Bu sebeple onların ömürlerinin uzun, servetlerinin çok olması günahlarını arttırmaktan başka bir şeye yaramaz. Günahları arttıkça da azapları şiddetlenecektir. Bu sebeple yüce Allah onlar için alçaltıcı bir azap hazırlanmış olduğunu bildirmektedir. (Kur’ân Yolu, Diyanet Tefsiri)
وَلَا يَحْسَبَنَّ الَّذ۪ينَ كَفَرُٓوا اَنَّمَا نُمْل۪ي لَهُمْ خَيْرٌ لِاَنْفُسِهِمْۜ
Fiil cümlesidir. وَ istînâfiyyedir. لَا nehiy harfi olup olumsuz emir manasındadır. يَحْسَبَنَّ fetha üzere mebni muzari fiildir. Fiilin sonundaki نَ, tekid ifade eden nûn-u sakiledir. Tekid nun’ları bitiştikleri fiile istikbal manası kazandıran bir edatın veya durumun bulunması halinde muzari fiilin sonuna gelirler. (Soru, arz, tekid lamı, ummak, teşvik, nehiy, temenni ve yemin gibi.)
Cemi müzekker has ism-i mevsûl الَّذ۪ينَ, fail olarak mahallen merfûdur. İsm-i mevsûlun sılası كَفَرُٓوا’dur. Îrabtan mahalli yoktur.
كَفَرُٓوا damme üzere mebni mazi fiildir. Zamir olan çoğul و ’ı fail olup mahallen merfûdur.
َوَلَا يَحْسَبَنَّ الَّذ۪ينَ كَفَرُٓوا [Sakın o inkâr edenler sanmasınlar.] buyruğundaki لَا يَحْسَبَنَّ [Sanmasınlar] kelimesi hem ي hem de ت olarak okunmuştur.

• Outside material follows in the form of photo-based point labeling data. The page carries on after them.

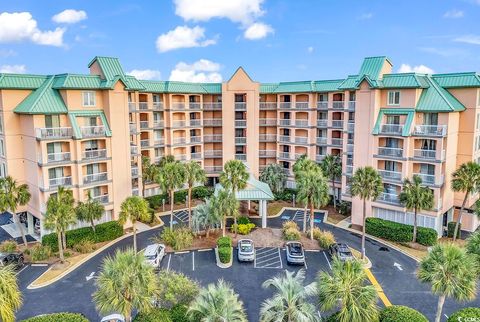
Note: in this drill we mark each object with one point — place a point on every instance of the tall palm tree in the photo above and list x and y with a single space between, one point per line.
346 286
60 215
234 177
10 295
417 197
217 302
448 268
274 176
367 185
194 174
90 210
13 195
171 177
332 168
313 191
290 302
126 283
134 209
465 179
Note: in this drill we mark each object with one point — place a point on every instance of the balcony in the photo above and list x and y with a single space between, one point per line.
53 133
92 131
95 177
390 152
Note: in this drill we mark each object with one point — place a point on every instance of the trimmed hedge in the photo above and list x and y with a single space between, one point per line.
56 317
400 313
399 232
104 232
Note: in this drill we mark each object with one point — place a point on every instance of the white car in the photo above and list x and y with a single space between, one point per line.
154 254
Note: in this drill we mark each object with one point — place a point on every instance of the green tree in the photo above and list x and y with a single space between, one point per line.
448 268
332 168
216 303
13 195
194 174
346 286
60 215
465 179
234 177
90 210
127 282
313 191
290 301
134 209
171 177
416 197
274 176
367 185
10 296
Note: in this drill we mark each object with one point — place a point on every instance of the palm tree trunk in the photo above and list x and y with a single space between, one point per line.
438 315
459 219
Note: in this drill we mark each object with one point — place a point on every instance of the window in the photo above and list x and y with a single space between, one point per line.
393 98
88 98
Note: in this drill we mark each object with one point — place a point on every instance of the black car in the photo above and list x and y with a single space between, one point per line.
15 259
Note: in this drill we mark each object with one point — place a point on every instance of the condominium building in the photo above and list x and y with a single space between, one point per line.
89 132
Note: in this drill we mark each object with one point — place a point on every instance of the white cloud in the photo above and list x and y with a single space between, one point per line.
183 37
454 14
14 69
257 31
145 74
20 26
201 71
422 69
70 16
468 39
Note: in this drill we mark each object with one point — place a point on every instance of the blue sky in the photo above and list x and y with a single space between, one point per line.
206 40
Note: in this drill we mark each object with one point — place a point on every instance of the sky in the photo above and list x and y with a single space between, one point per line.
207 40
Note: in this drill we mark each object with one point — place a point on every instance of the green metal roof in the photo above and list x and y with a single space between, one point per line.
43 100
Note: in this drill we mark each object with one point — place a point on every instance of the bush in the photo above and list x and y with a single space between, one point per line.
400 313
56 317
399 232
465 314
104 232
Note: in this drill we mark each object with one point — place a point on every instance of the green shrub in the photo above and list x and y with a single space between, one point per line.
57 317
400 313
465 314
104 232
399 232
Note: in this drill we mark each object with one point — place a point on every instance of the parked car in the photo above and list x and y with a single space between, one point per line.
15 259
341 251
295 253
246 250
154 254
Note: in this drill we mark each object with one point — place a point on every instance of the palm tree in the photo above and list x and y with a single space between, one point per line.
194 174
234 177
134 209
274 176
347 287
171 177
13 195
126 283
90 210
367 185
465 179
10 295
332 168
417 197
290 302
313 191
60 215
448 268
217 302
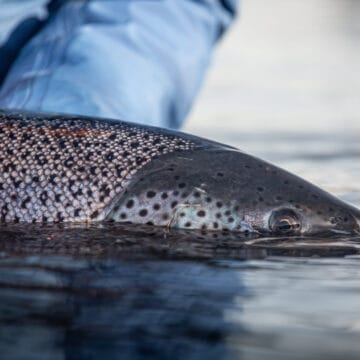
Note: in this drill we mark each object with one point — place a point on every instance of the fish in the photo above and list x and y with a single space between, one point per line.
69 168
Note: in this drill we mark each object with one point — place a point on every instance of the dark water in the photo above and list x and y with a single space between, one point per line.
114 292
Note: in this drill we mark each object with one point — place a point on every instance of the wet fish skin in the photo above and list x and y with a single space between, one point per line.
56 168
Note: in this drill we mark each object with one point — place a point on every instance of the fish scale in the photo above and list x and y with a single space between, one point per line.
57 168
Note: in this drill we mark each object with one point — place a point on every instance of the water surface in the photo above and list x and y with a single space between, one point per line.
285 86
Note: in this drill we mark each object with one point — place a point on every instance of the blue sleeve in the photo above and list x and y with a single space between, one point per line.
137 60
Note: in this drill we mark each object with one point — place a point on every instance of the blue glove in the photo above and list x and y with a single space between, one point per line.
137 60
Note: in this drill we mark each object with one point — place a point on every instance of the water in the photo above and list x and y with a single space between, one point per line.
284 86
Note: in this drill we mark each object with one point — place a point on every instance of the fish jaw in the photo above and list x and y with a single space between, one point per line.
224 189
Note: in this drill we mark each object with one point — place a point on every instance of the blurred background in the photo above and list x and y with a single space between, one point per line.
285 85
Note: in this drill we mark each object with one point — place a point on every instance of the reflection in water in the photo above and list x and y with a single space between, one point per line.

Birinci kıraate göre “İnkâr edenler sanmasınlar” takdirindedir. ت ile şöyledir: “İnkâr edenlere... sanmayasın.” (Medine Balcı, Dergâhu’l Kur’an - Âşûr - Fahreddin er-Râzî, Tefsir-i Kebir)
اَنَّمَا kâffe ve mekfufedir. Kâffe; men eden, alıkoyan anlamında olup buradaki ma-i kâffeden kasıt ise اِنَّ harfinden sonra gelen ve onun amel etmesine mani olan مَا demektir.

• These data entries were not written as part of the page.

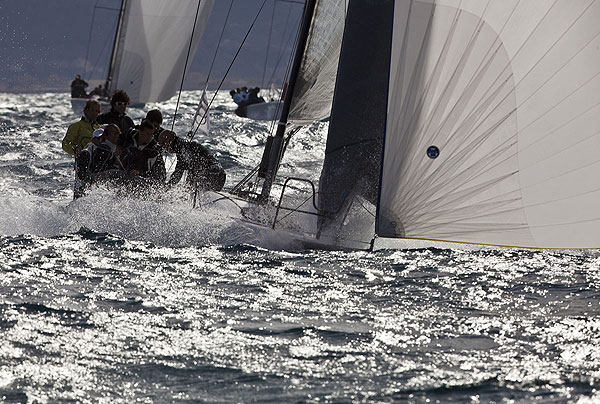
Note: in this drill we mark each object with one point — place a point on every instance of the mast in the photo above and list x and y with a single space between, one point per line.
111 66
277 141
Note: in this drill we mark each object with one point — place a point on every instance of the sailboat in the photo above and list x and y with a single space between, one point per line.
478 120
152 47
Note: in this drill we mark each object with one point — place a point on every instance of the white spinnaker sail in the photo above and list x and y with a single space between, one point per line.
509 92
316 81
153 44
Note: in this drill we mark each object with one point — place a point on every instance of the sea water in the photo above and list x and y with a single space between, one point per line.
111 299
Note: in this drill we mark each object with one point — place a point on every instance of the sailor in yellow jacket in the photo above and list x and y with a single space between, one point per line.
79 134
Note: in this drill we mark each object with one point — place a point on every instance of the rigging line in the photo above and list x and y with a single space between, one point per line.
87 52
289 38
262 82
281 48
106 42
293 210
287 72
185 65
218 45
229 68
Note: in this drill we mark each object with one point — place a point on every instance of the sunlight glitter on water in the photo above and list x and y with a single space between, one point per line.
120 300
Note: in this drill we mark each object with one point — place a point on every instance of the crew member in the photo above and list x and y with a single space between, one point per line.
142 151
79 133
118 104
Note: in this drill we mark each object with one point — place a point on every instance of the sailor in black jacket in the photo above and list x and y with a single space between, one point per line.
142 151
118 105
203 170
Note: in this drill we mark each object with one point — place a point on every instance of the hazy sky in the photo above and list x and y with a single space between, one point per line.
43 43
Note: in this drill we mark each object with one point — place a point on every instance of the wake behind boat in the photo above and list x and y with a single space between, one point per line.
148 61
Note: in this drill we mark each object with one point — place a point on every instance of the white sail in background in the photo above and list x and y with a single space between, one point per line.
152 46
316 81
201 121
508 93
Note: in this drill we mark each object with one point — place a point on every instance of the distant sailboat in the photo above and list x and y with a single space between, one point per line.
459 120
151 47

اَنَّ ve masdar-ı müevvel, يَحْسَبَنَّ fiilinin iki mef’ûlu yerinde olarak mahallen mansubtur.
نُمْل۪ي fiili, ی üzere mukadder damme ile merfû muzari fiildir. Faili müstetir olup takdiri نحن ’dur. لَهُمْ car mecruru نُمْل۪ي fiiline müteallıktır. خَيْرٌ kelimesi اَنَّ’nin haberidir.
لِاَنْفُسِ car mecruru خَيْرٌ’e müteallıktır. Muttasıl zamir هِمْ muzâfun ileyh olarak mahallen mecrurdur.
İsmi mevsûl olmayan ما harfi inne ve kardeşleri ile birleştiğinde sahih olan görüşe göre ليْتَ hariç inne ve kardeşlerinin amelini engeller. ما ile اَنَّ birleştiğinde iki durum da caizdir yani اَنَّ harfi amel ettirilebileceği gibi ettirilmeye de bilir. Zaid ما ile tekid harfi birleştiğinde amel ettirilmesinin örneği, İbni Âşûr’a göre Âli İmran Suresi’nin 178. ayetidir. Erken ve geç dönem tefsir alimleri ayette geçen اَنَّمَا نُمْل۪ي لَهُمْ خَيْرٌ لِاَنْفُسِهِمْۜ [Kendilerine vermiş olduğumuz mühletin, onlar için hayırlı olduğunu sanmasınlar.] cümlesindeki اَنَّمَا ’daki اَنَّ’nin kardeşlerinden ve ما harfinin zaid olmayan ism-i mevsûl olduğunda icma etmiştir. İbni Âşûr’a göre ise söz konusu أنما’daki اَنَّ’nin kardeşlerindendir ona bitişen ما harfi ise kâffe olan ما’dır. Bu, müfessirlere göre hasr üsluplarından birisidir. (Aboubacar Mohamadou, İbni Âşûr’un et-Tahrîr ve’t-Tenvîr adlı eserinde Sarf Ve Nahiv Merkezli Tercihler, Doktora Tezi)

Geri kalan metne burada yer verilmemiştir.